Cette relève des héritiers est également assurée avec la romancière et réalisatrice Aïda Mady Diallo, première africaine à avoir écrit un roman noir, « Kouty, mémoire de sang », paru aux éditions Gallimard en 2002, où angoisse, peur, insécurité et détermination se succèdent.

Le « Polar » pour tous les âges, se matérialise en 1999 avec le roman policier pour enfant « Rapt à Bamako » de Mandé Alpha Diarra, écrit avec Marie-Florence Ehret. Un roman pour la jeunesse qui met en scène, au cœur d’une histoire tonique de disparition, des adolescents au flair d’enquêteurs. Des personnages drôles, dans un ouvrage de 100 pages qui font découvrir des paysages du Mali, ses coutumes et ses habitants. Dans ces yeux d’enfants, on se perd, mais si on lit bien dans l’encre de chaque regard, la vérité triomphe toujours quand l’enquête est bien menée.
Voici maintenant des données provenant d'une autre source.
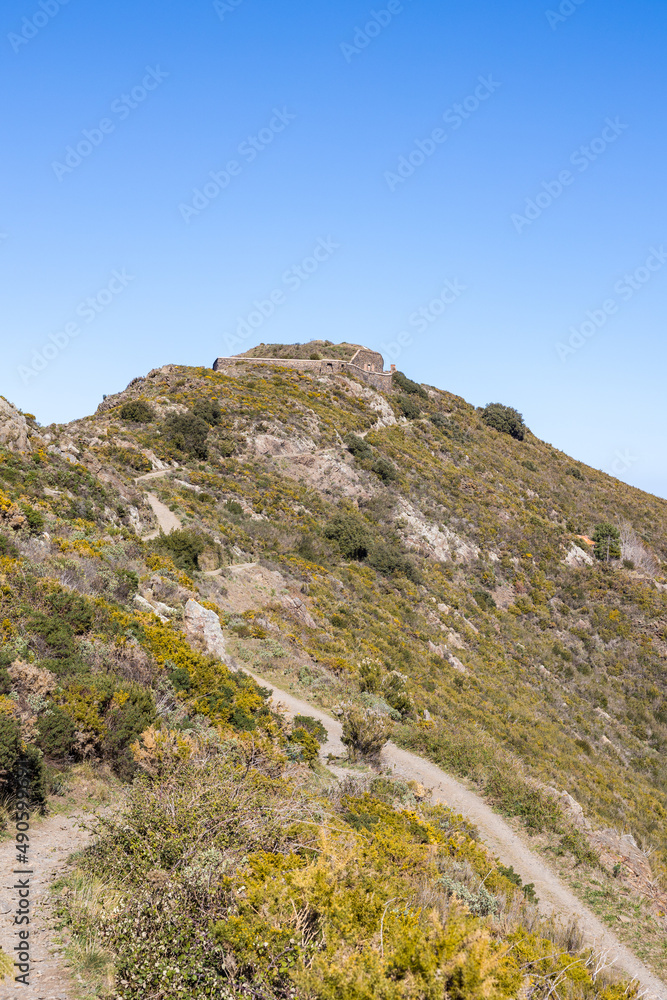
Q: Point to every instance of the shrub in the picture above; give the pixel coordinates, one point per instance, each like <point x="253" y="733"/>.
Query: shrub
<point x="388" y="560"/>
<point x="408" y="386"/>
<point x="208" y="410"/>
<point x="56" y="733"/>
<point x="505" y="419"/>
<point x="7" y="548"/>
<point x="408" y="407"/>
<point x="137" y="411"/>
<point x="358" y="447"/>
<point x="314" y="726"/>
<point x="187" y="433"/>
<point x="385" y="470"/>
<point x="307" y="747"/>
<point x="73" y="610"/>
<point x="350" y="532"/>
<point x="607" y="540"/>
<point x="365" y="733"/>
<point x="35" y="520"/>
<point x="184" y="546"/>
Les écrivains catégorisés « polar » au Mali, transcendent l’apparence des faits pour aller chercher la vérité du « moi intérieur », défiant les chaînes de la tradition pour que seule la vérité soit fille d’investigation, au gré d’épreuves redoutables et parfois invisibles par le commun des mortels. C’est cette signature par essence du roman policier malien qui traversera le temps, avec des plumes qui assureront la relève pour chaque génération après Moussa Konaté.